Troubled economy? Tax credits to the rescue.
As Americans file their taxes Wednesday, many are getting a financial boost from recent tax changes that give consumers money to pay debts and buy cars.
Melanie Stetson Freeman/Staff/FILE
Tax changes and larger-than-usual taxpayer refunds are providing a welcome burst of money to the struggling US economy as Wednesday's tax-filing deadline arrives.
The impact of this "tax stimulus" won’t by itself push consumers back into shopping malls. One key reason: In a tough economy, consumers are more apt to use extra cash to pay down old debts than to make new purchases.
But this stimulus is still important. As many as two-thirds of Americans will get a refund, with at least a portion of that money likely to end up in the marketplace.
The tax changes are an early piece of a larger effort by federal policymakers to bring the recession to an end this year.
The impact flows through a variety of channels:
- Refunds to taxpayers are averaging about $2,700 – or $200 more than last year, the Internal Revenue Service (IRS) estimates.

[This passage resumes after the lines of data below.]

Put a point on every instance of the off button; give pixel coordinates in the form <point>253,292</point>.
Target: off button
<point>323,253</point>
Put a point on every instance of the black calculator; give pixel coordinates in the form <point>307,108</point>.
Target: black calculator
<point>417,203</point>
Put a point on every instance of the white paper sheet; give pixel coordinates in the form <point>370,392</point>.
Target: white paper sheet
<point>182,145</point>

The IRS says that refunds will total $300 billion this season.
- Starting now, give or take a few weeks, the IRS will take a smaller bite out of millions of Americans' paychecks. This is the “make work pay” tax credit, and it is a central feature of the $787 billion stimulus act that President Obama signed in February.

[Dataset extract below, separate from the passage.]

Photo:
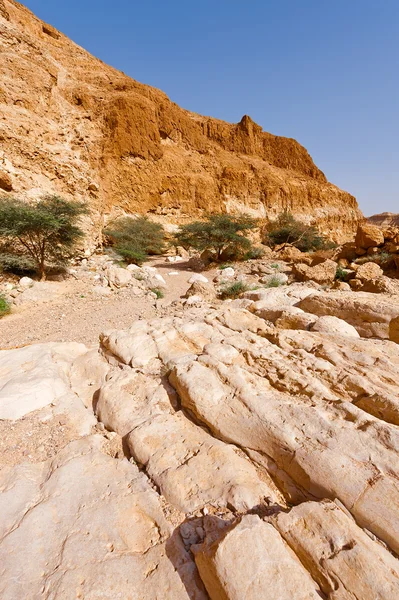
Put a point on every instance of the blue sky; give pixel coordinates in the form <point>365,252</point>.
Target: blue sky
<point>325,72</point>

- Other tax breaks from the stimulus act are nudging some Americans to buy houses, cars, college educations, or energy-saving home improvements. Homebuyers can claim a credit of up to $8,000 on their 2008 taxes even if the purchase is made this year.
- Many businesses that are struggling with losses this year have a new opportunity to get back tax money they paid to the IRS in the previous five years.
“We’re making an impact. We’re getting real money into people’s pocketbooks,” Doug Schulman, the nation’s commissioner of Internal Revenue, said in a speech this week.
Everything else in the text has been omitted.